26 apr 2008 - 08:44 - #35Se mi segnali dove avrei affermato quanto da te sostenuto…
Io ho detto che se Adobe avesse reso i suoi prodotti più sicuri, probabilmente ne avrebbero avuto un ritorno i grafici di mestiere, e gli altri avrebbero usato alternative adatte allo scopo, invece che usare soluzioni professionali per prodotti amatoriali.
Poi tu esattamente che ne sai del mestiere che faccio io, e di quanto conosco o meno il settore grafico?
Lo deduci come hai dedotto il resto?!
“Amico”, lascia stare “il business, la vita”, ho qualche lustro di troppo per sentirmi raccontare facezie su un blog, grazie.
Si parla di sw GPL, se non vuoi scriverlo, usarlo, libero di farlo. Un po’ meno di venire a raccontare la parabola del capitale.
blackout
26 apr 2008 - 17:02 - #36@segnale:
ok hai ragione… windows e’ meglio
il software chiuso e’ meglio
la GPL e’ una cazzata
ok hai ragione
ora togliti dai maroni e lascia parlare la gente che il cervello lo usa e non lo tiene nel cellophane
torna a giocare con “barbie crea la moda” e non rompere qua
grazie
sanji82
26 apr 2008 - 17:35 - #37Forse non si sono capite un paio di cose:
1- Se non si vuole utilizzare la GPL si è liberi di farlo e utilizzare qualsiasi altra licenza che piaccia.
2- Chi vuol decide di donare al mondo la propria conoscenza sotto forma di codice può decidere di farlo pure.
La cosa più importante è che qualunque decisione si prenda si sia sempre tutelati; questo è quello che fa la GPL.
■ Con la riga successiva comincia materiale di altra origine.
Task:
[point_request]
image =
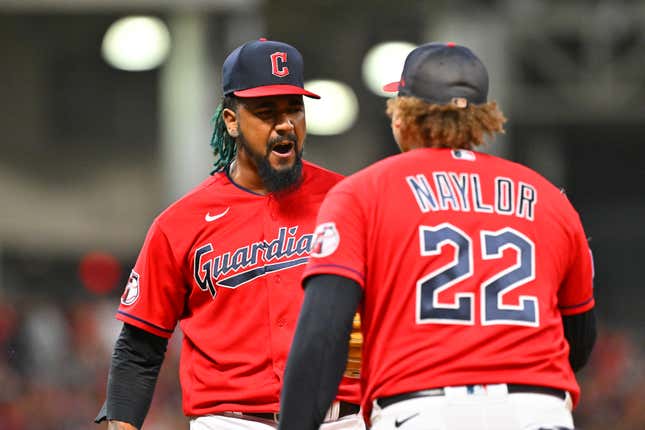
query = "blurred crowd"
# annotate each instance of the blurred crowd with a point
(54, 358)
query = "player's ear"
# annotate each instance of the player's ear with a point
(230, 120)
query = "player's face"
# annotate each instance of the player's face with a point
(271, 133)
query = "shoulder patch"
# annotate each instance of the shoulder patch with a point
(325, 241)
(131, 293)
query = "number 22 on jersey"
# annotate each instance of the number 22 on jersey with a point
(430, 310)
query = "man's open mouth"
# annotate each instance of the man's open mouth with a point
(283, 148)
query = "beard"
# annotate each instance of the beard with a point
(275, 180)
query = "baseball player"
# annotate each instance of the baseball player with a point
(473, 274)
(225, 261)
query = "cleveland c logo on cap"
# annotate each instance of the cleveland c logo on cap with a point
(278, 64)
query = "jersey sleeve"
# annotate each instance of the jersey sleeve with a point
(576, 292)
(338, 246)
(154, 296)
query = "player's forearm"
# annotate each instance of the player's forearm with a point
(135, 366)
(120, 425)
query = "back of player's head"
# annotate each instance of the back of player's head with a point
(443, 99)
(443, 73)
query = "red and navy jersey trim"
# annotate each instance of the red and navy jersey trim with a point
(156, 327)
(579, 305)
(314, 268)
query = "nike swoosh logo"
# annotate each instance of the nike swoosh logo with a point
(210, 218)
(399, 423)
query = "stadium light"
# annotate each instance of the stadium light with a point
(335, 112)
(136, 43)
(383, 64)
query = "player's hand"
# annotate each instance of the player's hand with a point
(120, 425)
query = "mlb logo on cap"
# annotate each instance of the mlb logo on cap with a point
(261, 68)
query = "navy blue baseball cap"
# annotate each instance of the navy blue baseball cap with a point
(261, 68)
(443, 73)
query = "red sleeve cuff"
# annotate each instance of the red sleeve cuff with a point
(143, 324)
(578, 308)
(333, 269)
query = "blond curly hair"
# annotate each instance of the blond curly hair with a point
(446, 126)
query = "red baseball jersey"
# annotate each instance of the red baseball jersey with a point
(467, 263)
(226, 263)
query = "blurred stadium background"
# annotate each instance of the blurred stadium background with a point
(91, 151)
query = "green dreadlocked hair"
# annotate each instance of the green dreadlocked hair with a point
(222, 143)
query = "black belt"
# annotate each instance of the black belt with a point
(344, 409)
(384, 402)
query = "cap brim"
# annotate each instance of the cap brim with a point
(275, 90)
(392, 87)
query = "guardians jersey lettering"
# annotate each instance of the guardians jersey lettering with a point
(456, 191)
(286, 245)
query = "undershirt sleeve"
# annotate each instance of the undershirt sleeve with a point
(580, 332)
(136, 361)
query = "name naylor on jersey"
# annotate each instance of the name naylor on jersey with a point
(261, 257)
(463, 192)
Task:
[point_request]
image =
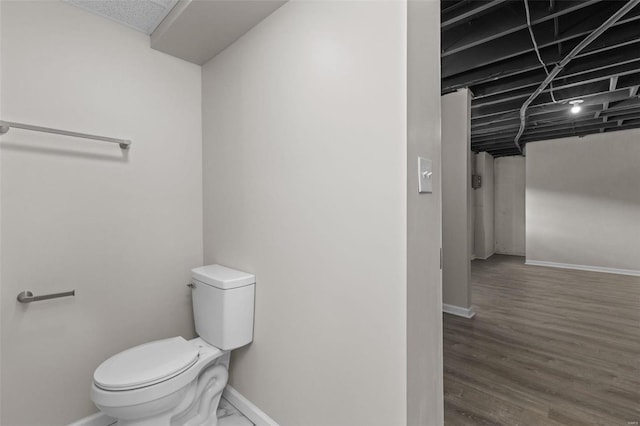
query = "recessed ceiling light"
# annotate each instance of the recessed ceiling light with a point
(575, 106)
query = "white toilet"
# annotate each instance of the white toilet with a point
(175, 382)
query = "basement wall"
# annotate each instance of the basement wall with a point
(583, 202)
(509, 207)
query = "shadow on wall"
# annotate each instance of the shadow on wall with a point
(121, 157)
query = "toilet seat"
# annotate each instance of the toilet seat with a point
(207, 355)
(146, 364)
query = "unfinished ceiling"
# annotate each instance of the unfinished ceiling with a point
(486, 46)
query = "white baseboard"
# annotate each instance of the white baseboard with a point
(97, 419)
(485, 258)
(519, 254)
(247, 408)
(583, 267)
(457, 310)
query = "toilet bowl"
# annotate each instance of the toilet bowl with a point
(175, 382)
(166, 382)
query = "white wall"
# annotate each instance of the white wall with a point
(509, 205)
(583, 201)
(424, 223)
(484, 207)
(122, 229)
(456, 195)
(305, 182)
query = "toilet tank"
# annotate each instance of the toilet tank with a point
(223, 302)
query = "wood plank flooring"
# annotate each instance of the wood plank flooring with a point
(547, 347)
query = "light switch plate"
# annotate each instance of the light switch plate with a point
(425, 176)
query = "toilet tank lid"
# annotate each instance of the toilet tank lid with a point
(222, 277)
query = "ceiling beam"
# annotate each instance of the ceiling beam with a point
(615, 38)
(591, 66)
(467, 12)
(546, 104)
(519, 43)
(634, 68)
(560, 122)
(503, 22)
(509, 118)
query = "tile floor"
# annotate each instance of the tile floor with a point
(228, 415)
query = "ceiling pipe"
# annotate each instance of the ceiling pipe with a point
(584, 43)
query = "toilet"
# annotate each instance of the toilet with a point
(178, 382)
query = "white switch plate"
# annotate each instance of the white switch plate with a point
(425, 176)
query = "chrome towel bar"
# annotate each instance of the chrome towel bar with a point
(28, 297)
(5, 126)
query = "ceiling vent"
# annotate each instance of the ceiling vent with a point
(141, 15)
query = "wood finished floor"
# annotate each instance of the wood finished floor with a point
(547, 347)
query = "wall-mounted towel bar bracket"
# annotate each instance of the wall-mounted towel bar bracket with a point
(28, 297)
(5, 126)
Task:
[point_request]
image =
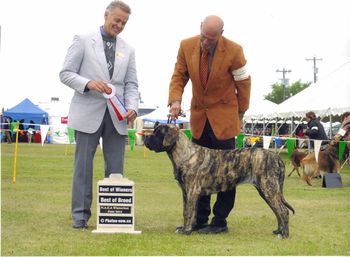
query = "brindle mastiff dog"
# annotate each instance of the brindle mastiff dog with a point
(200, 170)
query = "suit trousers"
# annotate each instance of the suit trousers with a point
(113, 146)
(225, 200)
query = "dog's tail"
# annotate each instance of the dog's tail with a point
(281, 178)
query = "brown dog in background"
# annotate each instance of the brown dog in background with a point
(296, 158)
(327, 162)
(327, 159)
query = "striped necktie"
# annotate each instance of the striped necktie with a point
(204, 68)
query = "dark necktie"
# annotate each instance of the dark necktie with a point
(204, 68)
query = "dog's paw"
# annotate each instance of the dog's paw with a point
(280, 234)
(183, 231)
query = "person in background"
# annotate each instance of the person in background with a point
(30, 131)
(221, 86)
(93, 61)
(7, 123)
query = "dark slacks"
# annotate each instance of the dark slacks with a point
(225, 200)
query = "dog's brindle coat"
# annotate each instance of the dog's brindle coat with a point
(200, 170)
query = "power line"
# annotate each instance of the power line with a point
(314, 59)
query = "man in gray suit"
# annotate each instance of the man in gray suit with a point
(93, 61)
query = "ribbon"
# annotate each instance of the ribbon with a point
(118, 107)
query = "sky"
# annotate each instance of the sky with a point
(275, 34)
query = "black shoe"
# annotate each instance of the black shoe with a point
(212, 229)
(80, 224)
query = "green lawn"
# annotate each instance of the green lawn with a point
(35, 212)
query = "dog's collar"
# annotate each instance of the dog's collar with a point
(170, 148)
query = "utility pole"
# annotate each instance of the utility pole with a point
(284, 80)
(315, 68)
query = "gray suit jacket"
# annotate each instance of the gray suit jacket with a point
(85, 61)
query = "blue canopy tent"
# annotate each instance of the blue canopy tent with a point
(27, 111)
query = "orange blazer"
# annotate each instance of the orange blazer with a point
(228, 89)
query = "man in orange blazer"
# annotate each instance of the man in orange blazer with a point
(220, 97)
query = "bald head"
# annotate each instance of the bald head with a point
(213, 24)
(211, 29)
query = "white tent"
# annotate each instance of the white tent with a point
(329, 96)
(261, 109)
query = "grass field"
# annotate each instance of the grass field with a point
(35, 212)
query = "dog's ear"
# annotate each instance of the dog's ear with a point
(156, 124)
(171, 135)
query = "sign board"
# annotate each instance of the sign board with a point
(115, 205)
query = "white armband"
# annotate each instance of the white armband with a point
(240, 74)
(341, 132)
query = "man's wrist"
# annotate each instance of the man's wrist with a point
(241, 115)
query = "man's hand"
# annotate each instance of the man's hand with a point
(98, 85)
(175, 108)
(130, 116)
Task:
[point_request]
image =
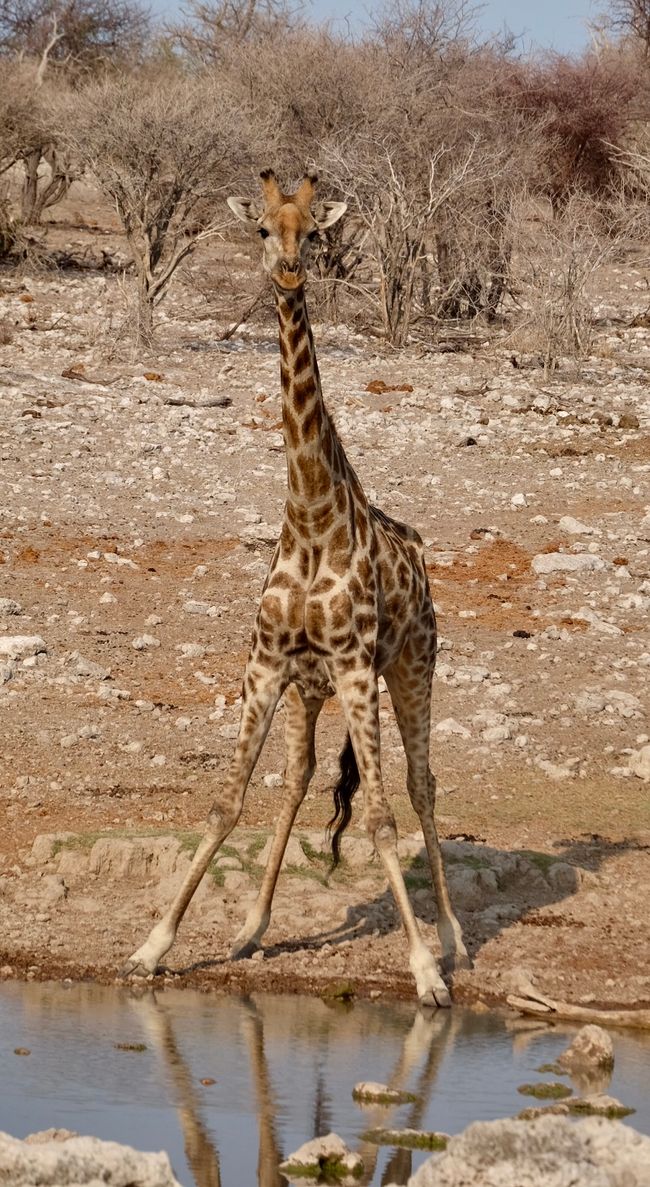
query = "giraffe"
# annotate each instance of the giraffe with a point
(345, 600)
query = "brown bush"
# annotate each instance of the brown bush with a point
(165, 150)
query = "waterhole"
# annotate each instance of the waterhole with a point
(229, 1086)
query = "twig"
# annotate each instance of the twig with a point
(250, 309)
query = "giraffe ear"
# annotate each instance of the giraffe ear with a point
(244, 209)
(326, 214)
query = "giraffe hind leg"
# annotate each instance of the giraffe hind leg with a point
(409, 685)
(357, 691)
(301, 716)
(257, 710)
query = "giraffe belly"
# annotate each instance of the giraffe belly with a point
(310, 674)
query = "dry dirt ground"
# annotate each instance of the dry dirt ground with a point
(136, 521)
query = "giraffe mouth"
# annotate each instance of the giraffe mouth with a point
(288, 280)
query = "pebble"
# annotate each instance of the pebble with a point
(450, 725)
(574, 527)
(567, 563)
(142, 642)
(19, 647)
(8, 607)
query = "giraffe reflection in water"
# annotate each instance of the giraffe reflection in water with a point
(425, 1046)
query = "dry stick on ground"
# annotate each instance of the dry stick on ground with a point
(530, 1001)
(163, 156)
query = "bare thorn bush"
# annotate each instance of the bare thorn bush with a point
(559, 259)
(164, 150)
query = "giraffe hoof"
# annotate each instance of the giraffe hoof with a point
(435, 998)
(134, 969)
(456, 963)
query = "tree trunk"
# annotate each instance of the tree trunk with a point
(29, 201)
(144, 330)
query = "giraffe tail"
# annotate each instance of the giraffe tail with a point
(343, 794)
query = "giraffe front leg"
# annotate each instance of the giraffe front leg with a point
(262, 690)
(358, 694)
(299, 732)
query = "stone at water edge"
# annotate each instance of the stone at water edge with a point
(639, 763)
(550, 1150)
(21, 647)
(327, 1154)
(592, 1049)
(367, 1091)
(81, 1162)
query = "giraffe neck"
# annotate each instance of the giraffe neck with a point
(316, 462)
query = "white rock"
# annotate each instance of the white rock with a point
(585, 614)
(590, 702)
(8, 607)
(574, 527)
(81, 1161)
(625, 704)
(591, 1049)
(313, 1155)
(496, 734)
(144, 642)
(567, 563)
(191, 651)
(639, 763)
(19, 647)
(553, 769)
(196, 607)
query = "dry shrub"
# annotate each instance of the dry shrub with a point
(582, 107)
(76, 37)
(165, 150)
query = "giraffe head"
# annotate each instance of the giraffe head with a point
(287, 224)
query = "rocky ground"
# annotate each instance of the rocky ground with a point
(141, 494)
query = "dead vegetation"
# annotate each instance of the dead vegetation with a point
(485, 189)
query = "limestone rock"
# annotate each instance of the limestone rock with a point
(81, 1162)
(20, 647)
(294, 854)
(549, 1151)
(591, 1049)
(324, 1154)
(639, 763)
(8, 605)
(369, 1092)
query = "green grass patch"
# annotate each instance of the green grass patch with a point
(409, 1138)
(586, 1109)
(546, 1091)
(329, 1170)
(384, 1098)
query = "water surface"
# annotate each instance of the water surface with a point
(284, 1071)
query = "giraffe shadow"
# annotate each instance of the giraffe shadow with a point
(491, 890)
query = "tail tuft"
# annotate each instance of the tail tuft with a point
(343, 794)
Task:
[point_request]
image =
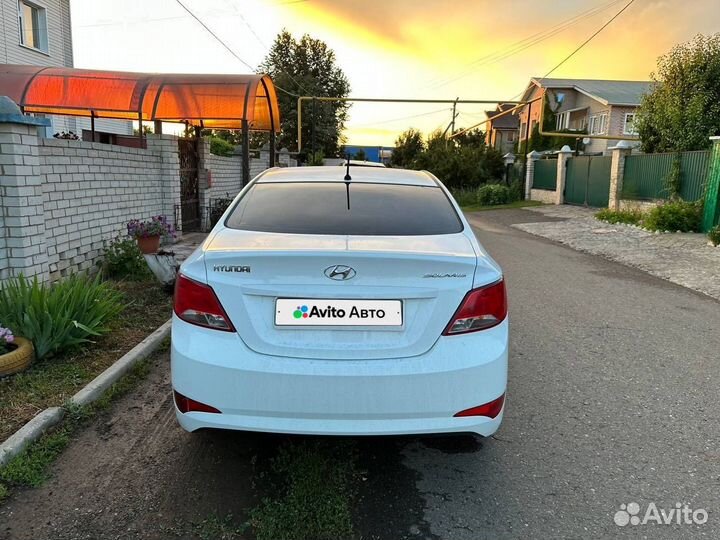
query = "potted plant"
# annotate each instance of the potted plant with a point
(16, 353)
(149, 232)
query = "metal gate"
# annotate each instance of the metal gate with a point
(189, 185)
(588, 181)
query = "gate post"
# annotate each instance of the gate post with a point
(532, 157)
(563, 156)
(712, 189)
(617, 172)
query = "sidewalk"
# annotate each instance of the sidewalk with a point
(684, 259)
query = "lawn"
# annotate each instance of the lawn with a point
(54, 380)
(516, 204)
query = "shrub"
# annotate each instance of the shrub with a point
(221, 147)
(60, 316)
(630, 216)
(674, 216)
(714, 235)
(123, 259)
(492, 194)
(155, 226)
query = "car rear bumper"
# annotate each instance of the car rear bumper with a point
(416, 395)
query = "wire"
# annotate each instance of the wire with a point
(588, 40)
(526, 43)
(444, 109)
(231, 51)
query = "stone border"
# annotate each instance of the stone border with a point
(43, 421)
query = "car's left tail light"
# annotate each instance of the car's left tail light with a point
(197, 303)
(481, 309)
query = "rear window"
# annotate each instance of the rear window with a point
(322, 208)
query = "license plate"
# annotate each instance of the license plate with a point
(320, 312)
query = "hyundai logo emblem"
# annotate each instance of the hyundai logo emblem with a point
(340, 272)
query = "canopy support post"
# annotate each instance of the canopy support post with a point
(246, 151)
(271, 161)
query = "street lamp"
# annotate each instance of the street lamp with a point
(509, 162)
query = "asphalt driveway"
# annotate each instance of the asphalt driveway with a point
(613, 399)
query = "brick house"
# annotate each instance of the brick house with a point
(39, 33)
(502, 132)
(597, 107)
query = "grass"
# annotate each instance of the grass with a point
(311, 492)
(515, 204)
(31, 467)
(52, 381)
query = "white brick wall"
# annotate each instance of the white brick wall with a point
(90, 191)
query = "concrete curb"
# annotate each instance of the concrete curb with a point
(33, 429)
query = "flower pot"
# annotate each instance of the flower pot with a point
(18, 359)
(149, 244)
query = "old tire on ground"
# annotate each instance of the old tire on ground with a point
(18, 359)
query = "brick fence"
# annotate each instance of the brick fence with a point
(63, 200)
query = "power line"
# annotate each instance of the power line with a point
(526, 43)
(588, 40)
(231, 51)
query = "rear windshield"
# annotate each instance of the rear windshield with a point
(348, 209)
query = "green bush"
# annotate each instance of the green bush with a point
(714, 235)
(221, 147)
(123, 259)
(493, 194)
(630, 216)
(674, 216)
(61, 316)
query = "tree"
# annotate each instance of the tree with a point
(308, 67)
(682, 110)
(408, 146)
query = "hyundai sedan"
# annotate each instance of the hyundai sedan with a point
(334, 304)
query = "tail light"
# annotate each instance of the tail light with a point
(480, 309)
(197, 304)
(185, 404)
(491, 410)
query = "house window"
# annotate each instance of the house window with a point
(562, 121)
(629, 125)
(33, 26)
(598, 124)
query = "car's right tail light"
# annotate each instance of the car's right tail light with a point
(196, 303)
(481, 309)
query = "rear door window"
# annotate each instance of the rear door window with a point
(338, 208)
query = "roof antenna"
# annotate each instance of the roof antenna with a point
(347, 181)
(347, 174)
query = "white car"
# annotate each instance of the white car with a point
(319, 305)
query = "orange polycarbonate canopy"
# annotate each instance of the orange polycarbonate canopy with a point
(211, 101)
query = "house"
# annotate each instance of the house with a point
(39, 33)
(595, 107)
(502, 131)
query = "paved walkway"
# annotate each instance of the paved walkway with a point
(684, 259)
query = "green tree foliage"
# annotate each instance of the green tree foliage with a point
(463, 162)
(308, 67)
(408, 146)
(682, 110)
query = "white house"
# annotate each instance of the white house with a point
(39, 33)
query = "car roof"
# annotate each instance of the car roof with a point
(373, 175)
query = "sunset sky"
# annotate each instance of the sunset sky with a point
(397, 48)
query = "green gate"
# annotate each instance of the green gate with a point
(588, 181)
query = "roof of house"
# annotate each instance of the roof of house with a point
(508, 121)
(608, 92)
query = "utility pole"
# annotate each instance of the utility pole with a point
(312, 131)
(452, 128)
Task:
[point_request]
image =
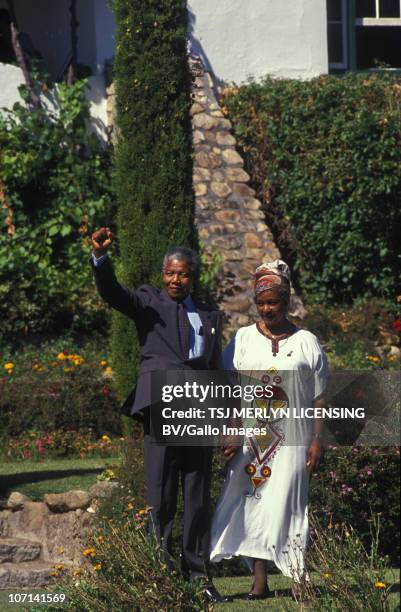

Essa tutela chi ha deciso di utilizzare e scrivere software open source.
Quello che non ha capito bill è che tutti abbiamo la libertà di decidere cosa utilizzare e non è giusto che lui imponza il suo sistema(che non funziona) con il suo “marketing” che tende ad uccidere il buon codice.
Se non ci fosse la GPL quelli come bill non farebbero altro che prendere codice open source e reclamare la sua appartenenza, mettendo brevetti su quello che non è suo.
QUESTO E’ SBAGLIATO, NON L’OPEN SOURCE
Segnale
26 apr 2008 - 18:18 - #38poveretti …
blackout
27 apr 2008 - 11:46 - #39sanji hai detto giusto
GPL e’ una protezione
Cancel
28 apr 2008 - 15:30 - #40Non capisco perchè avete tutto questo accanimento sulla GPL…
A parte che come diceva giustamente sanji82 ognuno è libero di fare quello che vuole…ma perchè odiare cosi tanto il software open-source? se anche non sono uno smanettone e non tocco nulla se uso sw open-source (GPL in particolare) posso essere certo che ci sarà qualcuno più capace di me che estenderà e migliorerà il programma e poi lo condividerà, se si rimane invece in un ambiente chiuso questa immensa libertà si perde…
Nel business le cose sono + complicate, probabilmente è complicato dire a un programmatore: ” ok, hai passato 3 anni della tua vita a fare questo programma ora lo mettiamo in GPL e ti licenziamo tanto c’è la community” ma in fondo una caratteristica della gpl, la redistribuzione gratuita, è stata più o meno uno dei più grandi punti di forza della distribuzione di applicazioni soprattutto agli utenti desktop :P basta pensare a quanta gente ha da sempre usato programmi craccati che altrimenti avrebbero prezzi improponibili…
antoniomac5
01 mag 2008 - 11:58 - #41** secondo i termini della licenza stessa, nessuno potrà mai migliorare il determinato software **
nessuno?!?!
forse intendeva dire ** nessuna software-house **
ovvio!
e che pretendeva, di far fare il lavoro agli altri, cambiare due righe, e far diventare il tutto proprietario?
TUTTI, e non nessuno, POSSONO CONTRIBUIRE A MIGLIORARE.
crede di essere l’unico capace di migliorare un software.
crede che, se non lo puo’ fare lui, allora non lo puo’ fare nessuno!
mah! vista cosi’, sembra prorpio la frase di un cretino.